(The Turkish Post) – Türkiye’nin sevilen oyuncularından Hamza Yazıcı, uzun bir aradan sonra ‘Çok Güzel Hareketler Bunlar’ programına geri dönmenin heyecanını yaşıyor. Gazeteci Sibel Arna’nın YouTube programı ‘Ne Olursan Ol Rahat Ol’a katılan Yazıcı, cücelik ile ilgili yaşadığı zorlukları, toplumun ön yargılarını ve kendi hayatına dair bilinmeyenleri açık yüreklilikle paylaştı.
ZORBALIĞI KABULLENDİM
“18 yaşına kadar çok öfkeli bir bireydim. Ben neyim, ne olacağım endişeleri ayna karşısındaki çelişkiler ve uğradığım zorbalık beni intikamcı birine dönüştürmüştü.” diyen Yazıcı şöyle konuştu: “18 yaşından sonra, ergenlik bitince, tiyatrodaki sosyal çevre beni kendime getirdi açıkçası. Sahneye çıkmak, tebrik edilmek, alkışlanmak öz güvenimi yerine getirdi. Zekamın ve potansiyelinin farkındaydım, zorbalık yapan tarafa bir şey ispat etme çabasına büründüm. Zorbalık hala devam ediyor. Bir de ünlüyüm ya gelip şapkama vurup kaçıyorlar mesela. Son bir yıldır o öfkenin ve intikamın insana zarar verdiğini düşünüyorum. Benden bir şeyler götürdüğünü fark ettim. Şimdi artık daha anlayışlı yaklaşıyorum etrafımdakilere. Değiştiremeyeceğim zorbalığı kabullendim yani.“
BANA CÜCE DENMESİ SORUN DEĞİL
“İnsanlar cüce diyemiyor. Ama benim, bana cüce denmesiyle ilgili hiçbir sorunum yok. Benim gibi arkadaşlar bu kelimeye alınabilir ama benim açımdan hiçbir sorun yok. Ve fakat ‘Pamuk Prenses ve Yedi Cüceler’ masalından hoşlanmıyorum tabii ki! Bir Pamuk Prensese 7 tanemiz mi yetebiliyoruz? Ancak mı eşit oluyoruz? Yapmayın gözünüzü seveyim. Bence bir pamuk Prensese bir cüce yeter abi.”
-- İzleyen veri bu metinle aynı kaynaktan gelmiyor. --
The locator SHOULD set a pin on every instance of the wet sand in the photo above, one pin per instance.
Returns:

CAMDAKİ KIZ’DAN TAM İSTEDİĞİMİ ALAMADIM
“Cüceliğin konuşulmadığı bir filmde ya da dizide rol almak isterim. Normal bir insanı, babayı, bir abiyi, aşık olan bir adamı, hayata karşı sorumluluğu olan birini oynamadım henüz. ‘Camdaki Kız’ da bir bireydi ama yine de tam olarak istediğimi alamadım. Şimdi Çok Güzel Hareketler’e geri dönüyorum. Sahnede olmayı, her hafta farklı karakterlere hayat vermeyi ve yazmayı çok özledim. Zaten Yılmaz Erdoğan‘la ilk tanıştığımızda bana ‘sende yazarlık kabiliyeti var’ demişti. Mutluluktan başım dönmüştü.”
TALİPLERİMİ BEKLİYORUM
“Gerçek hayatta da baba olmayı çok istiyorum. Benim küçüklüğümden beri bir hayalim var aile kurmakla ilgili. Tabii ki kadınları çok seviyorum hangi erkek sevmez ki? Benden daha uzun birine nazaran manitacılık konusunda tabii ki potansiyelim daha düşük. Önce kendimi bir kanıtlamam gerekiyor. Gelen de bir şüpheli geliyor çünkü bilmiyor daha önce hiç karşılaşmamış. O duvarı aşana kadar bir mücadele var. Sonrası akıyor. Bir de Yılmaz Hoca hep: ‘Hamza bunları takma kafana oğlum başarı seksi bir şeydir’ der. Gerçekten öyle. Şu anda sevgilim yok. Boyum 1,28, kilom 45, beyaz tenliyim, taliplerimi bekliyorum.”